Trump Makes Bonkers Claim About How Much Saudi Is Investing in U.S.
Is Donald Trump just making up numbers at this point?

Saudi Arabia is so invested in U.S. development that the country’s leadership is apparently willing to give more than they’ve got.
Hours after the U.S. president penned a $1 trillion economic agreement with Crown Prince Mohammed bin Salman, Donald Trump told a crowd at the U.S.-Saudi Investment Forum Wednesday that he had actually pressed for $1.5 trillion, billions more than the nation’s gross domestic product.
“While we were taking the picture, I said, ‘Could you make it $1.5 trillion?’ So he’s got something to think about,” Trump said, to laughs. “We’ll get something, I think we’ll get something.”
Given that Saudi Arabia’s GDP is $1.24 trillion, that seems unlikely.
The deal came as an enormous upgrade to Saudi Arabia’s previously pledged investment of $600 billion, the details of which included “investments and trade” but were otherwise vague. It also came after Trump promised to sell highly coveted F-35 fighter jets to the newly appointed non-NATO ally, ignoring Pentagon concerns that the sale could provide China with a golden opportunity to steal U.S. military technology.
“We will be doing that, we’ll be selling F-35s,” Trump told reporters at the White House Monday, adding that the Saudis “want to buy them, they’ve been a great ally.”

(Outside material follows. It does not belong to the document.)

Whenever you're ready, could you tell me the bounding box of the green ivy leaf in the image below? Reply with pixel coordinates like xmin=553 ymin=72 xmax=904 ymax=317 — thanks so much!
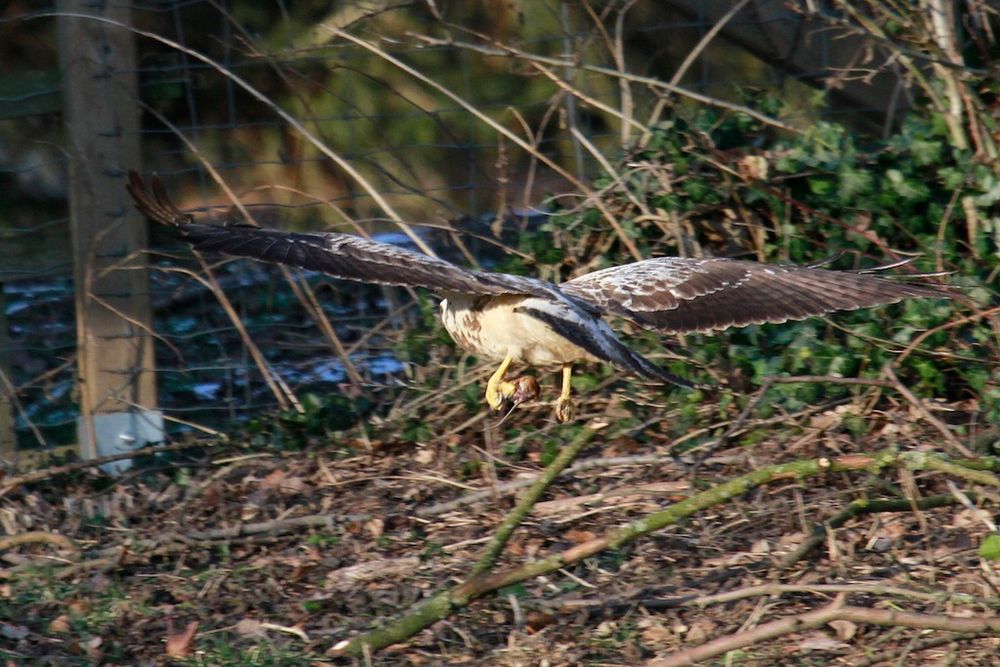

Trump has touted several major investment deals over the span of his second administration to detract from the failures of his wildly unpopular tariff plan, claiming that he has reeled in $17 trillion in just eight months. But that figure is fiction, even according to the digits highlighted on the White House website, which lists $8.8 trillion in active investment.
That includes the Saudi sum, as well as $600 billion from firms in the European Union, though the coalition of countries has made clear that the amount is simply an estimate of potential investment rather than a legitimate commitment.
It also includes a $1.2 trillion deal with Qatar, which was an “economic exchange” rather than direct investment; a seemingly impossible $1.4 trillion investment from the United Arab Emirates that is more than double that nation’s GDP, and $1 trillion from Japan, which in actuality is roughly half that and will be predominantly composed of loans.